However, employers have a responsibility to ensure that conditions are “reasonable”, by keeping the temperature at a comfortable level, sometimes known as “thermal comfort” and for providing clean and fresh air.
In addition as employers are required to make a suitable assessment of all risks to the health and safety and take the necessary action – this should include the temperature in a workplace. Any assessment should include considering the work rate; working climate; employee clothing and use of respiratory protective equipment. In preparing the assessment Employers should also consult with employees and their unions to establish sensible means to cope with high temperatures.
There are guidelines for minimum temperatures and Trade Unions have lobbied for corresponding maximum temperature guidelines to be set.
The Health and Safety Executive (the HSE) explains that a meaningful legally binding maximum temperature cannot be set because of the uniquely hot conditions present in certain roles e.g. glass works or foundries,” where it is still possible to work safely with appropriate controls.

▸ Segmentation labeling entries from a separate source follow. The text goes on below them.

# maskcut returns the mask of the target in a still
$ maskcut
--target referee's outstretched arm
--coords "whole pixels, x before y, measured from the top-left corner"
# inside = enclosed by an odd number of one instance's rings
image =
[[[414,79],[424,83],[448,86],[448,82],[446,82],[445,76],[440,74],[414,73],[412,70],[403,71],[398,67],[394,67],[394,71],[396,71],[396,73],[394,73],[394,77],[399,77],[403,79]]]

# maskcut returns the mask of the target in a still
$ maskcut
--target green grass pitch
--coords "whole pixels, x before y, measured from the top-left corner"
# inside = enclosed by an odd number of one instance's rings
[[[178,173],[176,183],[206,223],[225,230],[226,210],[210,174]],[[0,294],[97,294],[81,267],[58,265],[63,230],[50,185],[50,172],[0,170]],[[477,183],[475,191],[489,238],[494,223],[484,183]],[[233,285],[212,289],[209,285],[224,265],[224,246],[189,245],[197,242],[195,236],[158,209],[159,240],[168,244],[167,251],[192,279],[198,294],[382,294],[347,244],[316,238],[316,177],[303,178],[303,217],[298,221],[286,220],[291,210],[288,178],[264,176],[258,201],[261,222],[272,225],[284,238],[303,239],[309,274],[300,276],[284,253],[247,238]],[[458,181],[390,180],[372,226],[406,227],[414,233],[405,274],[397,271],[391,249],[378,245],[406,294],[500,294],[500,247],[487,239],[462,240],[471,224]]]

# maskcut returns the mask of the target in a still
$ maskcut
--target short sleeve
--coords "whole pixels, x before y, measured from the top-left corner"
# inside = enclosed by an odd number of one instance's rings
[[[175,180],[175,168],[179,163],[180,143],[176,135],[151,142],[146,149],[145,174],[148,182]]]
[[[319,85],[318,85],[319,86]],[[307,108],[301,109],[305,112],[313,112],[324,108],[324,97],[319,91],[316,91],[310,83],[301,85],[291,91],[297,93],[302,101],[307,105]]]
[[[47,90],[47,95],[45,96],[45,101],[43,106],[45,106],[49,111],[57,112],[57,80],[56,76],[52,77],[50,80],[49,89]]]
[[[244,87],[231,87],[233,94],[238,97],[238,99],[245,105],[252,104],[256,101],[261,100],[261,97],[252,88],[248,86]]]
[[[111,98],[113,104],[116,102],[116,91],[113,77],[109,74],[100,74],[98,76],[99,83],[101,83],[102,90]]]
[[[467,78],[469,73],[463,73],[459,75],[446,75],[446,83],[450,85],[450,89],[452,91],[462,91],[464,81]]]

They also point out that there other issues of significance as well as air temperature – such as environmental factors (eg humidity and sources of heat in the workplace) which combine with personal factors (eg clothing) and work-related factors (eg the physically demanding nature of the work) to influence a worker’s thermal comfort.
The TUC has proposed that maximum temperatures be set at 30 °C or 27°C for people doing strenuous work. It emphases that this is an absolute maximum and that even if the temperature is slightly below that, employers should still attempt to reduce temperatures if they get above 24°C and workers feel uncomfortable.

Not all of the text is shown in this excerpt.